Your library is nice in that it is well-tested and has an API that doesn't expose functions that would break the optimizations that I'm making.

I'm wondering if rather than only update RingLogger if it would be better for me to send PRs over here and depend on circular_buffer.

This, of course, depends on whether you're interested in this, have time, and also whether my optimizations don't negatively impact your use cases.

Here's a preview of the direction: https://github.com/fhunleth/circular_buffer/blob/ring/lib/circular_buffer2.ex.

Simplistic benchmarks are currently showing the alternative circular_buffer implementation using <60% the memory of the :queue implementation and running the same set of inserts in 50-60% of the time. (see commits for benchmark outputs) I still need to validate this on a production device, but this feels like it will be a meaningful improvement for Nerves.

Chris Keathley · Answer 1 · Sun May 24 2020 22:55:16 GMT+0800 (China Standard Time)

Hey @fhunleth! I'm happy to support this library, especially if its useful to Nerves. Performance is definitely something I'd like to improve. I'll take a look at your implementation 👍 I'm not too worried about any changes messing with my specific uses.
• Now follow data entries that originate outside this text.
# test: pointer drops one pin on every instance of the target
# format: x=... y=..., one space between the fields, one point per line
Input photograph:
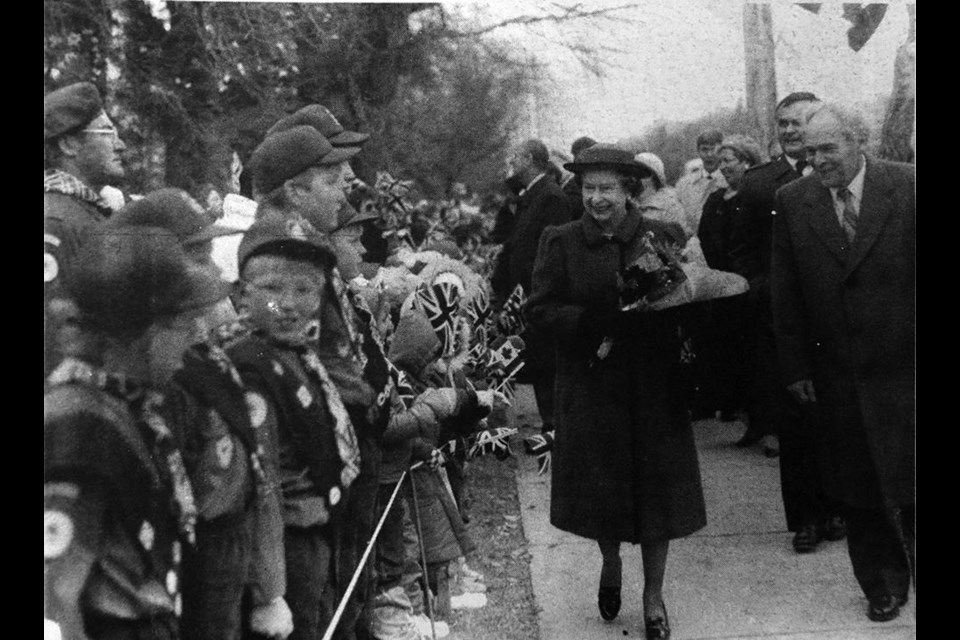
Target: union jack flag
x=510 y=321
x=441 y=304
x=504 y=363
x=479 y=313
x=405 y=390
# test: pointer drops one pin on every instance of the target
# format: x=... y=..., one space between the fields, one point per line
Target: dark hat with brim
x=286 y=154
x=124 y=278
x=606 y=156
x=291 y=237
x=176 y=211
x=321 y=119
x=70 y=108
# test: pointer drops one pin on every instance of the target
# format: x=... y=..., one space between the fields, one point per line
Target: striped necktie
x=850 y=215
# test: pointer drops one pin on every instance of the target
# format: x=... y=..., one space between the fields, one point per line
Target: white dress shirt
x=856 y=190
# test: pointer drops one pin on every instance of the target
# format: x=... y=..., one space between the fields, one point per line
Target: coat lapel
x=822 y=217
x=875 y=208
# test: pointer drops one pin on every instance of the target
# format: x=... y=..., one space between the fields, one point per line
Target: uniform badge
x=303 y=395
x=57 y=533
x=257 y=407
x=50 y=267
x=172 y=582
x=224 y=451
x=146 y=535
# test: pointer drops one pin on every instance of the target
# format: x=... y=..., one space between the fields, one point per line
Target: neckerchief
x=346 y=437
x=143 y=403
x=57 y=181
x=347 y=312
x=213 y=353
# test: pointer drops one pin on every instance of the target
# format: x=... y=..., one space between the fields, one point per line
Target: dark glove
x=600 y=321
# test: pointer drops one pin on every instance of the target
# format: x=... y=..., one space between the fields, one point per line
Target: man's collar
x=855 y=186
x=58 y=181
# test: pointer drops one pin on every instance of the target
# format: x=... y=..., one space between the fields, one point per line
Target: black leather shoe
x=608 y=599
x=657 y=628
x=885 y=608
x=806 y=540
x=835 y=528
x=748 y=439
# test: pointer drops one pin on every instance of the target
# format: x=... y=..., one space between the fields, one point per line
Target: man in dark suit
x=773 y=415
x=844 y=288
x=571 y=187
x=541 y=203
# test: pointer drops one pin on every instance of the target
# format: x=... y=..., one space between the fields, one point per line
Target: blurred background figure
x=658 y=200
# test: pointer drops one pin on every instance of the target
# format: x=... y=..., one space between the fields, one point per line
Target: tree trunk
x=898 y=138
x=761 y=74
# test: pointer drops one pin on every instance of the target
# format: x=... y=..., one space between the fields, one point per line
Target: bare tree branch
x=573 y=12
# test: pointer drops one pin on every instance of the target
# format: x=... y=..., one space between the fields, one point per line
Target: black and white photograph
x=530 y=320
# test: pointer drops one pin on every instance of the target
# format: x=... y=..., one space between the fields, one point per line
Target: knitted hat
x=291 y=237
x=602 y=155
x=123 y=279
x=70 y=108
x=320 y=118
x=744 y=146
x=286 y=154
x=176 y=211
x=653 y=162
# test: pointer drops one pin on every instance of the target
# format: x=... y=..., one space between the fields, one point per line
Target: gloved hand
x=273 y=620
x=492 y=399
x=600 y=321
x=444 y=401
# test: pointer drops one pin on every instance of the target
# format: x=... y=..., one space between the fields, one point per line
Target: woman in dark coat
x=727 y=343
x=624 y=463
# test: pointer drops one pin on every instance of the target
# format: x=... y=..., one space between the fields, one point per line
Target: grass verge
x=502 y=556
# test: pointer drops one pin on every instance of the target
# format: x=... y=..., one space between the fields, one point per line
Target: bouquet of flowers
x=665 y=275
x=654 y=273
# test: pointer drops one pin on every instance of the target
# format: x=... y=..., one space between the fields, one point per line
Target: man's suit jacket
x=752 y=233
x=844 y=317
x=542 y=205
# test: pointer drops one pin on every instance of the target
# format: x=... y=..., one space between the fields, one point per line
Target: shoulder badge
x=257 y=407
x=57 y=533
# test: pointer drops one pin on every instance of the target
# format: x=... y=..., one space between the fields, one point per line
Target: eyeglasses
x=104 y=130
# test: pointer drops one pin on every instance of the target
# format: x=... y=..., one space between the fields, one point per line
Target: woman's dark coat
x=624 y=462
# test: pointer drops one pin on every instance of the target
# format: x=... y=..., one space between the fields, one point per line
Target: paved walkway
x=737 y=578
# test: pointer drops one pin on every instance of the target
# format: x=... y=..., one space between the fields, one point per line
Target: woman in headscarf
x=624 y=463
x=658 y=200
x=726 y=343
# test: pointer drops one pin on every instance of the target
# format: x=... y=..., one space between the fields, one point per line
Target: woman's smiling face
x=604 y=197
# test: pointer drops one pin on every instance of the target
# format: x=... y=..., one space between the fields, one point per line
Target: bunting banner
x=510 y=322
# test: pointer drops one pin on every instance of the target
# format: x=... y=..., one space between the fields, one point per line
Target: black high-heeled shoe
x=608 y=600
x=657 y=628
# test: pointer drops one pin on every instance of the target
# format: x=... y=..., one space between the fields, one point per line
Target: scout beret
x=176 y=211
x=602 y=155
x=70 y=108
x=289 y=153
x=291 y=237
x=653 y=162
x=320 y=118
x=125 y=278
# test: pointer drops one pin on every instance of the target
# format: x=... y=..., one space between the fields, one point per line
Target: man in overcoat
x=843 y=281
x=810 y=513
x=541 y=204
x=81 y=154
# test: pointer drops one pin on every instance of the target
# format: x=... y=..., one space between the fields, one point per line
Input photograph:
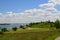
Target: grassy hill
x=30 y=35
x=33 y=31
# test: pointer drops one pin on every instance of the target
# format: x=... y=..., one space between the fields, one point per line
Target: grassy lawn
x=30 y=34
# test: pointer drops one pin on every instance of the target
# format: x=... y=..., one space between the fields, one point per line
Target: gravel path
x=58 y=38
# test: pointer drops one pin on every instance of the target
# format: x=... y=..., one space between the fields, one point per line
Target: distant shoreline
x=4 y=24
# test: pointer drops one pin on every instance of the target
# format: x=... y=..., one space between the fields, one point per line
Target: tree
x=4 y=29
x=14 y=28
x=57 y=24
x=21 y=26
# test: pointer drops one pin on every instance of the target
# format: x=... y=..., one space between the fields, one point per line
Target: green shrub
x=57 y=24
x=4 y=29
x=14 y=28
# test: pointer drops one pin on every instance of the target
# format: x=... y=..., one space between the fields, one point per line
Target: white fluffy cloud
x=46 y=12
x=55 y=1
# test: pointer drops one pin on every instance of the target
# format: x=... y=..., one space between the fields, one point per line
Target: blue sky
x=23 y=11
x=19 y=5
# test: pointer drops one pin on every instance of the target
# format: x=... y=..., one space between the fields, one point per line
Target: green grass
x=34 y=34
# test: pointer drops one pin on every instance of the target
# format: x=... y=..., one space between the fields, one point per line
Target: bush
x=21 y=26
x=57 y=24
x=15 y=28
x=4 y=29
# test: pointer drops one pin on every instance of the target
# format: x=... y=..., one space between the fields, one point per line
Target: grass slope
x=34 y=34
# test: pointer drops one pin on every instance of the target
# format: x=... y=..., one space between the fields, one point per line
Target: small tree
x=14 y=28
x=4 y=29
x=57 y=24
x=21 y=26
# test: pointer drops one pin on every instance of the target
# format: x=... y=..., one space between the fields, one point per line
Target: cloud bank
x=46 y=12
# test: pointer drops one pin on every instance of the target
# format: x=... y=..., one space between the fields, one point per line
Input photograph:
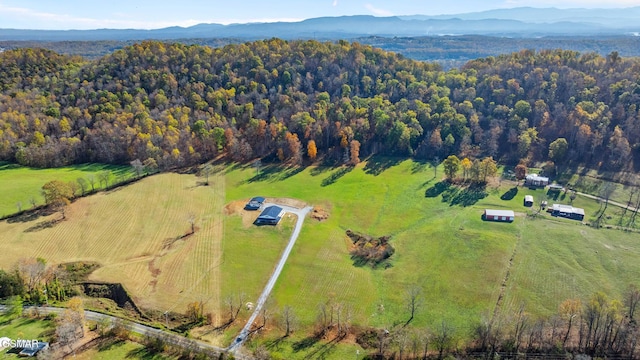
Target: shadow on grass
x=31 y=215
x=274 y=173
x=323 y=350
x=468 y=196
x=455 y=195
x=321 y=169
x=418 y=166
x=43 y=225
x=8 y=166
x=377 y=165
x=305 y=343
x=109 y=343
x=142 y=353
x=553 y=194
x=437 y=189
x=510 y=194
x=336 y=175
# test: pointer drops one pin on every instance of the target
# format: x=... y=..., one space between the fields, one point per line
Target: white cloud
x=51 y=21
x=379 y=12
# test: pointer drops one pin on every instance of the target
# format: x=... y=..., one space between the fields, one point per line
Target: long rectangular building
x=499 y=215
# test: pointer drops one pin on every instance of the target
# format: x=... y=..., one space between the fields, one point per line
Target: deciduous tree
x=451 y=166
x=58 y=195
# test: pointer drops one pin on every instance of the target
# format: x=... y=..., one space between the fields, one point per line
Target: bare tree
x=443 y=338
x=605 y=193
x=632 y=300
x=289 y=320
x=206 y=171
x=520 y=326
x=104 y=177
x=82 y=182
x=401 y=340
x=92 y=180
x=192 y=221
x=413 y=300
x=138 y=167
x=569 y=309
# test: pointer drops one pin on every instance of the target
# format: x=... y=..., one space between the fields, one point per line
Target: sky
x=154 y=14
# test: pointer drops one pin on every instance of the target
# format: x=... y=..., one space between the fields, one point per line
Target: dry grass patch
x=137 y=233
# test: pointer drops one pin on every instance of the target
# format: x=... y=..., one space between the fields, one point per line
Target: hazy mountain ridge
x=517 y=22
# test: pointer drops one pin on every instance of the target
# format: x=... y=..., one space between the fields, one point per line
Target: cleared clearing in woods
x=137 y=233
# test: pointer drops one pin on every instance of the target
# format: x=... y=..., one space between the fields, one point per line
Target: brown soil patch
x=319 y=214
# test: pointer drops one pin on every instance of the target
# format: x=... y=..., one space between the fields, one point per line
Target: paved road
x=301 y=213
x=142 y=330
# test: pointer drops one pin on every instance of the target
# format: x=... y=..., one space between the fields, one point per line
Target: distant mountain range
x=516 y=22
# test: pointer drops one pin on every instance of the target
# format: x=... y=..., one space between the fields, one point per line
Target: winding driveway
x=301 y=214
x=182 y=341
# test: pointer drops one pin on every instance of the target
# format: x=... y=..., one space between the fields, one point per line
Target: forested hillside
x=176 y=105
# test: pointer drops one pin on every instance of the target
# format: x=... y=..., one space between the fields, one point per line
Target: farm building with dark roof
x=499 y=215
x=270 y=215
I'm only using this library in https://github.com/keathley/orwell, and I've needed to look at tuning it for a while.

Frank Hunleth · Answer 2 · Sun May 24 2020 23:21:36 GMT+0800 (China Standard Time)

Thanks!

I'm currently running the updates on a device to get some more realistic data than what I'm looking at with Benchee. Will see what happens.

Frank Hunleth · Answer 3 · Wed May 27 2020 22:32:09 GMT+0800 (China Standard Time)
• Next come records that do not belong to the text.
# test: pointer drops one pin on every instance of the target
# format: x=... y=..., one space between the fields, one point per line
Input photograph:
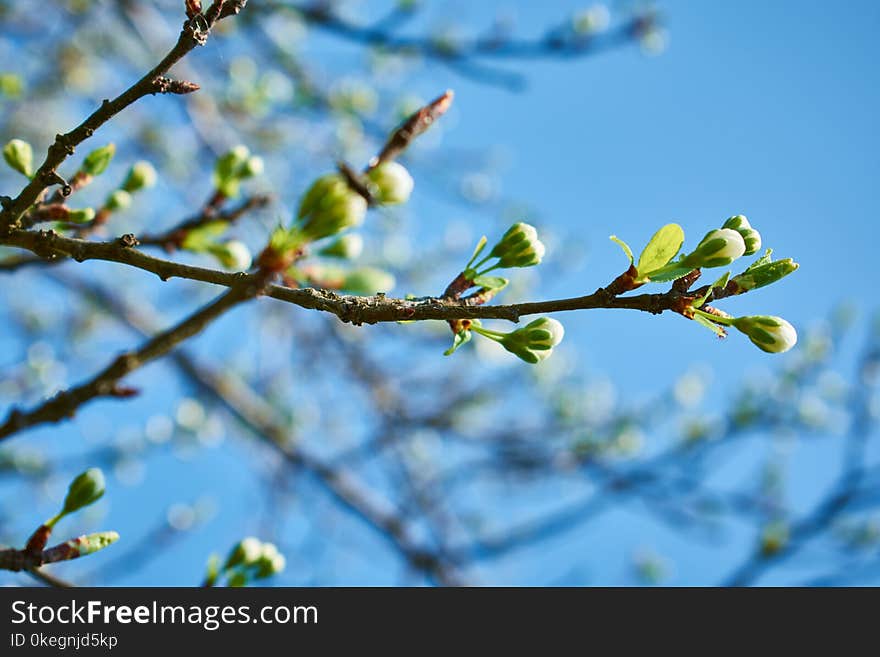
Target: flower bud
x=347 y=247
x=118 y=200
x=82 y=216
x=232 y=255
x=534 y=342
x=271 y=562
x=774 y=538
x=391 y=183
x=238 y=579
x=86 y=489
x=519 y=247
x=141 y=176
x=368 y=280
x=329 y=207
x=755 y=277
x=246 y=552
x=719 y=247
x=751 y=237
x=771 y=334
x=20 y=156
x=92 y=543
x=97 y=161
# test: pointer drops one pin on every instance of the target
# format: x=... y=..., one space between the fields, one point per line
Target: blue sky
x=767 y=109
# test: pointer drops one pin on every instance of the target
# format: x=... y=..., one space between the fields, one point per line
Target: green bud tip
x=97 y=161
x=20 y=156
x=329 y=207
x=142 y=175
x=347 y=247
x=391 y=183
x=93 y=542
x=534 y=342
x=718 y=248
x=519 y=247
x=246 y=552
x=86 y=489
x=83 y=216
x=271 y=561
x=771 y=334
x=751 y=237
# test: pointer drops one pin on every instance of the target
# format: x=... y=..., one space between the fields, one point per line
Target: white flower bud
x=771 y=334
x=519 y=247
x=391 y=183
x=718 y=248
x=329 y=207
x=751 y=237
x=534 y=342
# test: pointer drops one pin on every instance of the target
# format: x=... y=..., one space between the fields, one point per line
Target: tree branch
x=195 y=33
x=348 y=308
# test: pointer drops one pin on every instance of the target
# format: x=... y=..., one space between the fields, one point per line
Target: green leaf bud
x=83 y=216
x=98 y=160
x=771 y=334
x=391 y=183
x=765 y=274
x=751 y=237
x=519 y=247
x=329 y=207
x=142 y=175
x=245 y=553
x=86 y=489
x=91 y=543
x=534 y=342
x=20 y=156
x=718 y=248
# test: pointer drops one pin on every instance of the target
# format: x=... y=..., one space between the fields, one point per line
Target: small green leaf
x=719 y=284
x=712 y=326
x=490 y=282
x=462 y=337
x=669 y=273
x=478 y=250
x=661 y=249
x=763 y=260
x=623 y=245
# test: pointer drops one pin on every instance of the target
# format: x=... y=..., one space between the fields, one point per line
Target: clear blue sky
x=767 y=109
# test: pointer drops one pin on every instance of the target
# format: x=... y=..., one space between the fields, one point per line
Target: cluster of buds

Update from watching this on a production device:

Any savings from doing fewer memory allocations or reductions is obscured by other code running in the same process.
GC is further obscuring my measurements.
I probably have more questions now than before I did the tests, but nothing suggests that the changes make things worse.

I also dug deeper into the :queue implementation and Okasaki's Functional Data Structures dissertation. What I was doing is basically a simplistic implementation of :queue. I feel that it has value since 1. the main steady-state operation of inserting a new item and deleting the oldest is so simple, 2. there's an opportunity to avoid a list concat for reduce in the future, and 3. it does work better in microbenchmarks. Having studied :queue, I don't understand it could ever perform worse than :queue since it's doing the exact same internal list management. I wish that would have shown up in my device tests, though.

Having read the source to :queue and Okasaki, I'd like to make the words I use consistent with theirs - probably only rename my a and b lists to front and rear. And then send a PR over.

Brian Glusman · Answer 4 · Sun Jun 14 2020 05:59:30 GMT+0800 (China Standard Time)

Possibly unrelated topic, but I think kind of relevant when discussing different performance/trade-off implementations of a fairly general API like circular_buffer...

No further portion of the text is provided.